Here ends my non-list. Blessed Christmas to all. 

Friday, November 9, 2012

Entering the Wild with Jean Janzen




In the spacious hallway of Jean Janzen’s home in Fresno hangs a large painting, life-size but  looks larger, of her paternal family:  Mother and father sitting tall and straight with seven children surrounding them.  Overlaid with gold, this portrait of this Russia-born  family takes on the feeling of an Orthodox icon. 

The son  standing at the back, strong and tall,  was the father my late husband Walter. The first time I saw the painting, I wanted to look and look  to fathom the thoughts of each member of this family group, now immortalized in this highly stylized painting. Who were they?  What were they thinking.  I only met two of the three oldest sons who found their way to America-- my father-in-law and one brother.

Jean and I didn’t connect until well after Walter’s death  and she and Louis were firmly entrenched in their sprawling Tudor house.   I spent many nights in this home enjoying the gracious hospitality and friendship of these relatives by marriage. By then Jean was well on her way to becoming a poet and I was discovering details of my husband’s family I hadn’t known during our short marriage about his family.

In her most recent book Entering the Wild, a compilation of essays about faith, family, and writing, Jean delves into the depths of her own life to identify the compulsions that turn life into the words  of poetry.

One after another, she offers possibilities for the origins of her growing body of poems.  Was it her father’s love of learning?  Possibly. 

Was it born during the period of isolation when husband Louis was deeply immersed in medical residency and she was left to her own resources? Could be. 

Was it marriage itself, which she terms “a mix of harvest and relinquishment”? 

It could have come from the crossover of her love for music (she was an accomplished pianist) to poetry.  Love of music was a key characteristic of the Wiebe family I learned to know.   Any time some of them gathered, before  long, they were gathered around the piano singing  hymns learned in childhood. 

Jean comes closer to answers when she first studied literature as a mature woman at the university and encountered  unforgettable poets like Emily Dickinson,  not hampered by restrictions  on language. Jean writes about her own  “slow release from piety,” from writing words expected of her to meet church specifications to be considered spiritual. 


Dickinson used ordinary experiences like encountering a bee on the prairie to create poems that have nourished  countless readers. She entered the wild to find  her voice.  Such poets and inspiring instructors urged Jean to also “enter the wilderness” that the creative life demands. 
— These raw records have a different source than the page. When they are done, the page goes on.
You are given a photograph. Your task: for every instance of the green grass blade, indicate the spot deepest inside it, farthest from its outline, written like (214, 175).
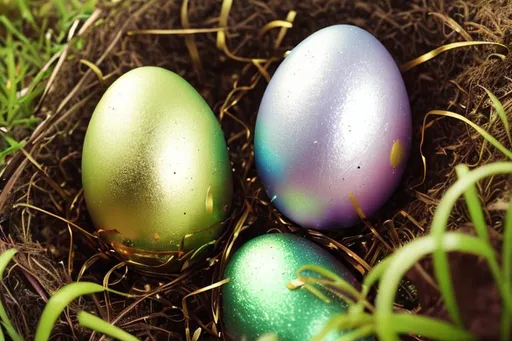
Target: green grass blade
(26, 13)
(95, 323)
(501, 112)
(357, 334)
(439, 222)
(60, 300)
(405, 258)
(429, 328)
(5, 258)
(483, 132)
(11, 75)
(473, 203)
(344, 321)
(506, 316)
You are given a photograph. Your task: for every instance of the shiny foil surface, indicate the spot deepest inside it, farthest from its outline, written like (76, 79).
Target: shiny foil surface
(334, 129)
(155, 165)
(256, 300)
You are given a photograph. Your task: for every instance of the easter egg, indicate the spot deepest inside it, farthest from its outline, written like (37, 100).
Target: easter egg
(155, 166)
(333, 130)
(256, 300)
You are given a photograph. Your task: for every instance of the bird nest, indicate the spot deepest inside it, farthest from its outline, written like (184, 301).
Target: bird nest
(228, 52)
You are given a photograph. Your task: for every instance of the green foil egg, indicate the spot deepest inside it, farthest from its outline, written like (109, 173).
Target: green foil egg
(155, 166)
(256, 300)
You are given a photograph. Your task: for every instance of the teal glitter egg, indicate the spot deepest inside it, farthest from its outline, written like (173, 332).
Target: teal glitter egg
(256, 300)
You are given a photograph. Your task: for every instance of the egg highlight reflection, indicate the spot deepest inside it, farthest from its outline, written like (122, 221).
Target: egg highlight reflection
(256, 300)
(333, 130)
(155, 165)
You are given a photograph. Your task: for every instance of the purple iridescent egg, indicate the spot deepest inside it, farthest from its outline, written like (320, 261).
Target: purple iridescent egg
(334, 129)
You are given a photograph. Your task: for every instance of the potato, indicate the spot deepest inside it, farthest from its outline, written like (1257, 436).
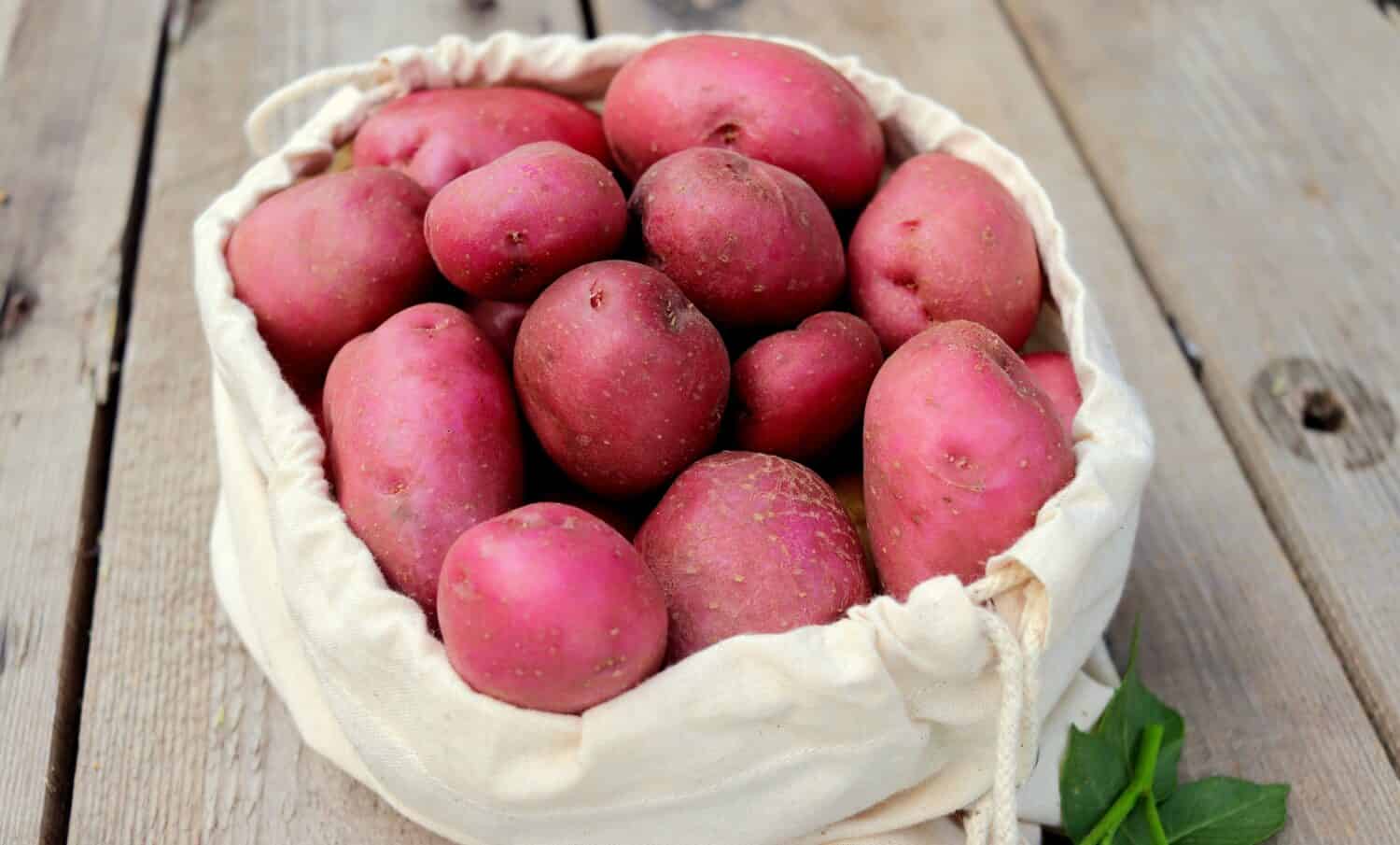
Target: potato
(1053, 372)
(943, 240)
(749, 243)
(767, 101)
(798, 391)
(510, 227)
(622, 378)
(439, 134)
(745, 542)
(425, 441)
(500, 322)
(960, 452)
(328, 260)
(549, 609)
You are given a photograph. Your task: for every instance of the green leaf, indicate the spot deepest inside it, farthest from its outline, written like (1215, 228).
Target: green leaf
(1224, 811)
(1133, 708)
(1091, 778)
(1134, 827)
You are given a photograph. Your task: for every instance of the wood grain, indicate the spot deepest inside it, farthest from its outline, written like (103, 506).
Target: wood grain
(8, 19)
(1251, 153)
(72, 109)
(182, 739)
(1228, 632)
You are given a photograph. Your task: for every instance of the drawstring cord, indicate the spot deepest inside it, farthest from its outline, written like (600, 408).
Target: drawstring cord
(991, 820)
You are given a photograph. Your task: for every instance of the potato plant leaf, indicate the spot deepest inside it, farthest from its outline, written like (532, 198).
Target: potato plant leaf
(1119, 782)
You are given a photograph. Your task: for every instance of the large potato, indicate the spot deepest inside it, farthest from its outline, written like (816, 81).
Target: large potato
(439, 134)
(749, 243)
(621, 375)
(772, 103)
(798, 391)
(423, 441)
(960, 452)
(943, 240)
(745, 542)
(510, 227)
(549, 609)
(1055, 374)
(328, 260)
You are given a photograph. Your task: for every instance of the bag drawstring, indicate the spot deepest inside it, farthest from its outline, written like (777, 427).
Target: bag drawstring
(991, 820)
(255, 128)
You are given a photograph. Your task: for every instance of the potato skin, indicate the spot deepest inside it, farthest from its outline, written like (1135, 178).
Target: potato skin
(622, 378)
(943, 240)
(1053, 372)
(798, 391)
(500, 322)
(745, 542)
(549, 609)
(960, 452)
(328, 260)
(423, 441)
(749, 243)
(767, 101)
(439, 134)
(507, 229)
But even that is not the whole answer to the origin of her poetry.

Jean found her true voice in family stories, better still, family secrets, one of which she learned about for the first time the day after her father’s death:  the suicide of her grandmother in the Russia,  a source of “sorrow and shame.”  
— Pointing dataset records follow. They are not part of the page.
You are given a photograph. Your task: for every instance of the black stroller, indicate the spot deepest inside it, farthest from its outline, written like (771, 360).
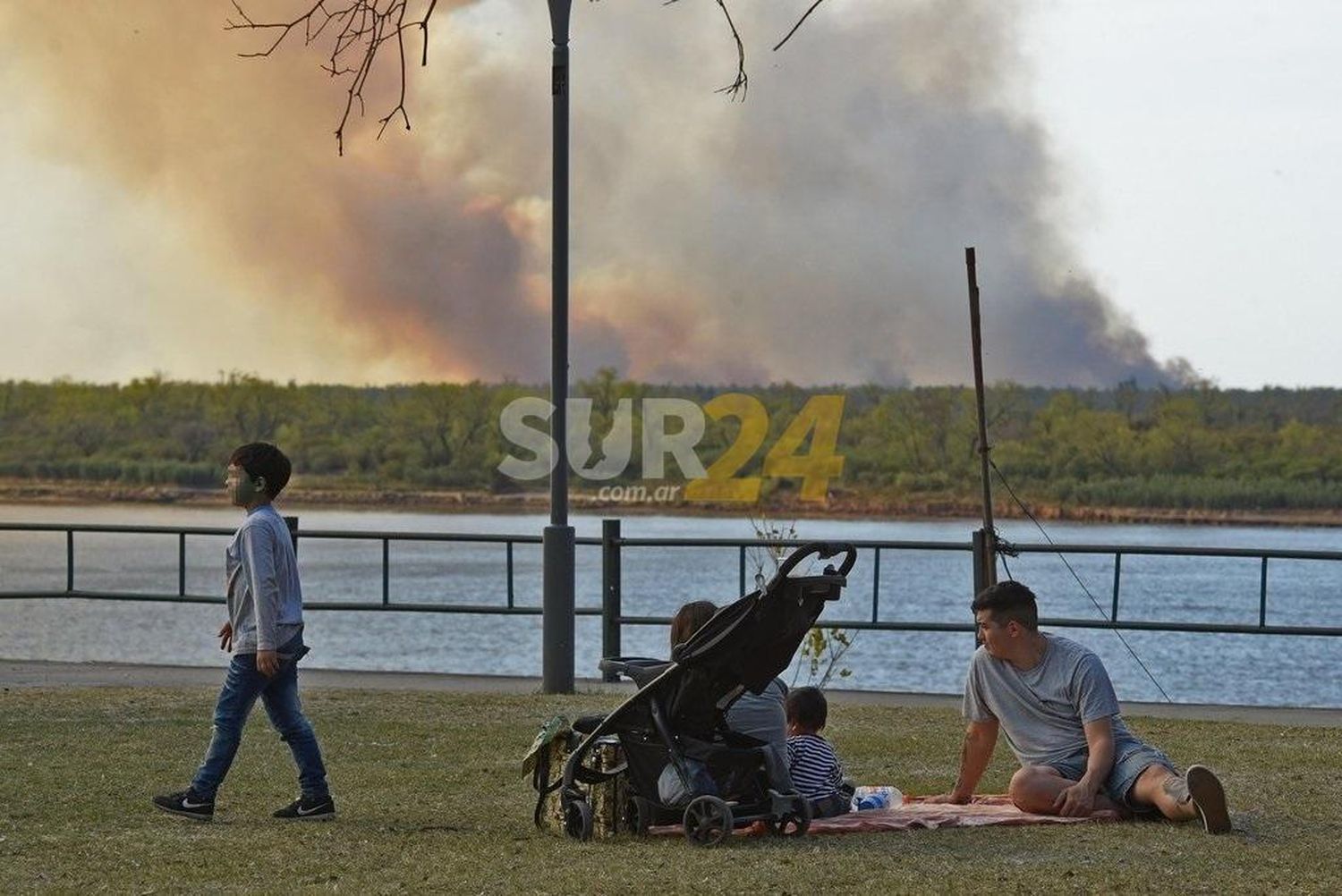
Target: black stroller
(675, 722)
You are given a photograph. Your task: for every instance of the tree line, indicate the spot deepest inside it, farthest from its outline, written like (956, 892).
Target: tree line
(1124, 447)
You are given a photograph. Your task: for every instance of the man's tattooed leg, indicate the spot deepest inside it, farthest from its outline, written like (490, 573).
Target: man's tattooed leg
(1176, 788)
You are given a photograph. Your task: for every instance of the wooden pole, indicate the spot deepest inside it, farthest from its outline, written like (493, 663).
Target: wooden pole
(988, 571)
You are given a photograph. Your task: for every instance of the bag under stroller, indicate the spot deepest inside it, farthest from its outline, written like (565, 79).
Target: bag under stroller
(673, 731)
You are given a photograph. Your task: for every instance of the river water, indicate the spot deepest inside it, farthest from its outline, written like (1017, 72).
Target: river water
(914, 585)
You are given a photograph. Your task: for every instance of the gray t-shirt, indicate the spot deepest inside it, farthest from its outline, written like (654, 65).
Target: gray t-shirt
(764, 718)
(265, 598)
(1041, 710)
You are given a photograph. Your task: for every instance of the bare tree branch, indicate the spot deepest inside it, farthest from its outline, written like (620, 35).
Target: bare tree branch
(788, 37)
(361, 27)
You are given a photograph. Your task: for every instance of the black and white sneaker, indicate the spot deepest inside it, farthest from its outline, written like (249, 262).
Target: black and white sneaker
(187, 805)
(308, 809)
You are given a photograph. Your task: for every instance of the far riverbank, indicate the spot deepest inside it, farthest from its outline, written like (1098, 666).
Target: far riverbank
(778, 506)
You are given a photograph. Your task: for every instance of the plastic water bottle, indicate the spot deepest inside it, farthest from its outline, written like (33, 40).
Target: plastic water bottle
(866, 799)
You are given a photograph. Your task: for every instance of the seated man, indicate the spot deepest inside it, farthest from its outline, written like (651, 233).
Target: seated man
(1057, 705)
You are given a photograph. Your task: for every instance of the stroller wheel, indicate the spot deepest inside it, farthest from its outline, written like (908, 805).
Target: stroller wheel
(638, 816)
(708, 821)
(577, 820)
(792, 824)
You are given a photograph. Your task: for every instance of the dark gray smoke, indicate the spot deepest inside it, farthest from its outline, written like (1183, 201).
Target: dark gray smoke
(813, 232)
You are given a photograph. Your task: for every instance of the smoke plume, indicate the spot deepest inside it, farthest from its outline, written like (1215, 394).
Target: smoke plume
(812, 232)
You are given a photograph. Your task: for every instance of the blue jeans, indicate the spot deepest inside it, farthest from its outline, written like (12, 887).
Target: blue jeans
(279, 695)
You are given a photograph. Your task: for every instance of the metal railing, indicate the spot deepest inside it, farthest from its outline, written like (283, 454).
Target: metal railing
(614, 547)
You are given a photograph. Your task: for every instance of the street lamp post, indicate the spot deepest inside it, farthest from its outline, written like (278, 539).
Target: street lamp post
(557, 542)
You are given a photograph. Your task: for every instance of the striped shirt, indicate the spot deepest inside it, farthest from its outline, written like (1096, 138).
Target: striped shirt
(815, 767)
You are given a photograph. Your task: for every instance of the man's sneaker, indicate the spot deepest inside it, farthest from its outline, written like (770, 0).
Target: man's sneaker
(1208, 799)
(308, 809)
(187, 805)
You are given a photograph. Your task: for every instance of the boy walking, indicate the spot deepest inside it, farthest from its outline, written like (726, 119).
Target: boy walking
(265, 632)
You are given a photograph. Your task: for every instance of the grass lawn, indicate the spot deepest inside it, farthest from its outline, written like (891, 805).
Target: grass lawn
(431, 799)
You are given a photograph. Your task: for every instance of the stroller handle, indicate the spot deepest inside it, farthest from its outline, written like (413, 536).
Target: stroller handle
(824, 550)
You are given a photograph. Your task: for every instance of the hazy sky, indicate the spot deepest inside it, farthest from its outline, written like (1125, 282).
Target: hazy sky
(1143, 180)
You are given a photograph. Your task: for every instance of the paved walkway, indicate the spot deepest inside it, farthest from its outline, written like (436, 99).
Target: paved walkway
(34, 673)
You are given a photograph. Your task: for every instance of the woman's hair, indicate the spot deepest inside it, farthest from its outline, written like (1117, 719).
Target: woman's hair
(690, 619)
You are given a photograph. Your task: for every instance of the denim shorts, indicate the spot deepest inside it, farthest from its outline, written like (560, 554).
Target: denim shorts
(1132, 758)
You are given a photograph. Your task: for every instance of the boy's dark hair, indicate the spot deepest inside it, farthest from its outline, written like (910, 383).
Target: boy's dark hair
(690, 619)
(1009, 601)
(807, 707)
(266, 461)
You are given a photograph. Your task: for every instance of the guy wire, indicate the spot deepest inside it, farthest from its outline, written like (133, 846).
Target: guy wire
(1054, 545)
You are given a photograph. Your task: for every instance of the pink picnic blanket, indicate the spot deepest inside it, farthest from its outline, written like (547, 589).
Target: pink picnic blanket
(988, 809)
Out of that new awareness came the gripping  poem “These words are for  you, grandmother.”

I remember visiting with Wiebe family members shortly after this poem was read publicly and they were forced to deal with this secret now in the open.  The discussion at the family gathering was intense. Why bring this suicide up now when this shame had lain buried for some sixty or more years, probably in a grave outside the fence, as it was the custom decades ago. Suicides had no place in the graveyard proper. 

Yet Jean dug even  deeper into family stories,  visiting  the former USSR to meet with uncles and families to hear their painful stories of flight, forced labor, death by starvation, and much more during the Stalinist era.   

Her poetry comes out of  the “roar and silences” of life, she writes.  She holds stories of such times  in her memory and entrusts them to her words for others to savor. Her words are always picked with love, tenderness, and precision.   

Poetry is meant to be read and reread.  I keep thinking of the fast forward trend toward e-books.  Yet how can I hold an e-reader in my hands and turn again and again to poems I cherish to look for underlined phrasesBooks of poetry, like Jean Janzen’s, are meant to line shelves.  I want them to be there, always, with  personal penned  dedication to me, not in an  impersonal  hard, metallic  e-reader.